Malisse saw the blue-tinged lips and fingertips and livid cheeks, heard the tortured wheezing for breath, a
nd immediately thought heart attack.
“Ambulance!” he shouted, looking around at the confusion frozen onlookers. “Someone here call an ambulance!”
And then Hoffman’s cyanotic fingers grabbed hold of his wrist, pulling, pulling him down.
Malisse saw his lips move, heard nothing but the surrounding barrage of street noises, leaned close, close, closer.
“My father’s name?” Hoffman rattled. His eyes widened, their pupils enormous. “My . . . father’s name?”
Malisse looked down at him with a sudden pang of sorrow, wishing he could answer Hoffman’s question as the eyes rolled back in their sockets and the hand slid limply from his arm.
Then he heard the sirens . . . and knowing he had done what he could as a man, remembered that he was also an investigator and glanced around for the dropped briefcase.
Unnoticed in the confusion, it lay on the ground almost against his ankle.
Malisse grabbed its handle and got to his feet. Would anyone know it wasn’t his?
A look from a man in the crowd told him at least one among them did.
Malisse met his gaze for just an instant. Dark-haired, wearing a long, cloaklike outback coat, he prompted a sudden jolt of recognition . . . and Malisse thought he saw a similar awareness in the pair of eyes that had become locked with his own. Where else besides this place had Malisse seen him? Where and when had they seen each other?
The man was gone, vanished into the growing crowd, before he could begin to remember.
And then, aware he too must move quickly, Malisse turned and hurried off down the street with the briefcase.
Ted Bristow swore under his breath, trying to figure out what to do about the long Ford trailer truck—the words OAK LEDGE TRANSPORT written on its side, for whatever it was worth—that had jockeyed into the Super 8’s parking court about four minutes earlier, stopping lengthwise across his line of sight with its engine rumbling, completely blocking his view of the U-Haul and motel room he was supposed to keep under constant watch.
It would be way too easy for the man with the van to mark him as a spotter if he shifted his car around the McDonald’s lot and shot for an angle that would let him see behind the truck. Easier yet to mark him if he actually got out of the car and started nosing around. Which Bristow supposed left him caught between the proverbial rock and hard place.
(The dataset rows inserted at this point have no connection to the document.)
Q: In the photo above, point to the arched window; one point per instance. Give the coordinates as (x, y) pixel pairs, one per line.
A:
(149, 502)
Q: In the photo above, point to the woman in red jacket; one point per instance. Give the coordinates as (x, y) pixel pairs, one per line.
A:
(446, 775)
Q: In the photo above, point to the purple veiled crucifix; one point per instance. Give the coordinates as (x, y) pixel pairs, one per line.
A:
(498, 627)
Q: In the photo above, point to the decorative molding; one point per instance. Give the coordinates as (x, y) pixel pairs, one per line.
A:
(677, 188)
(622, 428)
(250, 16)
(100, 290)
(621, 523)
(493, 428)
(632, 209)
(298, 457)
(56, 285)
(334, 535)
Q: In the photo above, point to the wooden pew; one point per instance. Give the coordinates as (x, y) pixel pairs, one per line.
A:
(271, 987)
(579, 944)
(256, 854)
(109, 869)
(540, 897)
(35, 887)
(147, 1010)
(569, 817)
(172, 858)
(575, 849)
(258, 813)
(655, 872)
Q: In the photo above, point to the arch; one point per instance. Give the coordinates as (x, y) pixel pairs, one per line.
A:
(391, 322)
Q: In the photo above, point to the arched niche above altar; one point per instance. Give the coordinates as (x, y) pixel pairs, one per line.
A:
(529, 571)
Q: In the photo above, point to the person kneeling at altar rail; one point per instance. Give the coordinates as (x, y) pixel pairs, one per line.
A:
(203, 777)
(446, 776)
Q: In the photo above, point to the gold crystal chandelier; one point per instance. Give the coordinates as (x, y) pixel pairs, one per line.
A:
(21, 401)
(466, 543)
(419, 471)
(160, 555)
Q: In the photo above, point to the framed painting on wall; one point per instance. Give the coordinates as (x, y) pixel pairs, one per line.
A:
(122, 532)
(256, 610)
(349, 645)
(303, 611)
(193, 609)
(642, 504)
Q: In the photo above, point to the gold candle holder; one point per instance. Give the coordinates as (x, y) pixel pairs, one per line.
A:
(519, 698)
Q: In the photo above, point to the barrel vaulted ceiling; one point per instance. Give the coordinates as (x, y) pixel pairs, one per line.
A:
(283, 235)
He didn’t like it one bit, and Noriko Cousins would like it a whole lot less. Because anything could happen while he was stuck blind . . . any damned thing at all.
A frown wrinkled Bristow’s forehead. He’d been on lookout in the parking lot for about three hours when Earl came across the road to buy himself breakfast, passing Bristow’s Grand Prix once as he’d approached the restaurant’s entrance, and then again as he’d carried his bagged Egg Mc-Something back to the motel room.
At the time Bristow hadn’t thought he’d been made, but you never knew for an absolute certainty. Almost three years with Sword, a six-spot with the FBI prior to that, he had plenty of experience with surveillance gigs. The thing was, your evil counterparts often as not had comparable experience from their side of a stakeout, and the smart and competent ones wouldn’t let on for an instant that they’d had their suspicions alerted.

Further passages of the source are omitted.